Bruno Bettelheim
(1903 - 1990)
Bruno Bettelheim (August 28, 1903 - March 13, 1990)
was a writer and child psychologist. When his father died, he had to
leave university to take care of the family lumber business. After ten
years, he did go back, however, and earned a degree in philosophy, writing
a dissertation relating to the history of art. He was interested in
psychology for much of his life but never studied it formally.
As a Jew in Austria,
he spent time in the concentration
camps, but his way was bought out, as was possible before the war
started, and he went to the United States. Here he eventually set himself
up as a professor of psychology. He was able to claim that he had the
relevant training because the Nazis were destroying the records.
He spent the most significant part of his life as director
of the Orthogenic School at the University of Chicago, a home for emotionally
disturbed children. He wrote books on both normal and abnormal child
psychology, and was well respected by many during his lifetime.
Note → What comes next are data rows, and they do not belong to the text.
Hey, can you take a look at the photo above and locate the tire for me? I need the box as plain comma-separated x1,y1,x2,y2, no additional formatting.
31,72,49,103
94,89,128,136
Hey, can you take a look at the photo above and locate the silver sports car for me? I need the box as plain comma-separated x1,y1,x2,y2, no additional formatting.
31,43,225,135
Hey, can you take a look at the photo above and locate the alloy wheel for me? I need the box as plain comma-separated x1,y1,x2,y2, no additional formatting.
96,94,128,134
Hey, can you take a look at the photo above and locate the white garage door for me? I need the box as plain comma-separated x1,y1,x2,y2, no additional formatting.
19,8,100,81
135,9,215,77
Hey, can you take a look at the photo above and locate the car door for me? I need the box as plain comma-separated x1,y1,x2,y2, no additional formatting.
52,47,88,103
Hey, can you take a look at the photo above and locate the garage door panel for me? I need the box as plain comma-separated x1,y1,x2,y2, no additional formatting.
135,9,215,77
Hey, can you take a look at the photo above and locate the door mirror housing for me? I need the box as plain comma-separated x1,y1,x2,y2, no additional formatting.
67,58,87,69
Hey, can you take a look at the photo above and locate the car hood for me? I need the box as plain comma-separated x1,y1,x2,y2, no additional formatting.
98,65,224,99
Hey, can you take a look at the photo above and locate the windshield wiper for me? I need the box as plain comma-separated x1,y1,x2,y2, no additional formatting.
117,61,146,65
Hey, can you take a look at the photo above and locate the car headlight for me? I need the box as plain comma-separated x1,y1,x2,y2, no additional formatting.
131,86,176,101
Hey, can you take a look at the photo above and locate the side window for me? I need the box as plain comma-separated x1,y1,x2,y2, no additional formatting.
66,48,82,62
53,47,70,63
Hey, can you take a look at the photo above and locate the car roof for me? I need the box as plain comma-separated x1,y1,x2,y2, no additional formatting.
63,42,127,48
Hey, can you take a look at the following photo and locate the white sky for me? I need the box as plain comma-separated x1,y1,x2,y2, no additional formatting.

His
book, The Uses of Enchantment, recast fairy tales in terms of
the strictest Freudian psychology, sometimes to unintentionally hilarious
effect.
He suffered from depression throughout his life, and
committed suicide in 1990, six years after his wife died of cancer.
After his suicide, evidence of Bettelheim's dark side
began to emerge. Although many of his counsellors at the Orthogenic
School considered him brilliant and admirable, others began to openly
question his work and to call him a cruel tyrant. Although untrained
in analysis, Bettelheim was a Freudian fundamentalist. Bettelheim was
convinced, in spite of overwhelming evidence to the contrary, that autism
had no organic basis but was caused entirely by cold mothers, who he
dubbed "refrigerator mothers," and absent fathers. "All
my life," he wrote, "I have been working with children whose
lives have been destroyed because their mothers hated them." Other
Freudian analysts, as well as scientists who were not psychiatrists,
followed Bettelheim in blaming mothers for their child's autism. This
view is now regarded as erroneous, and Bettelheim's work is discredited.
Bettelheim wrote a book about this entitled The
Empty Fortress.
In his Lexikon der Fälschungen (Dictionary
of Fraud), German author Werner Fuld claims that Mr. Bettelheim's
biographical data is for a large part sheer fiction.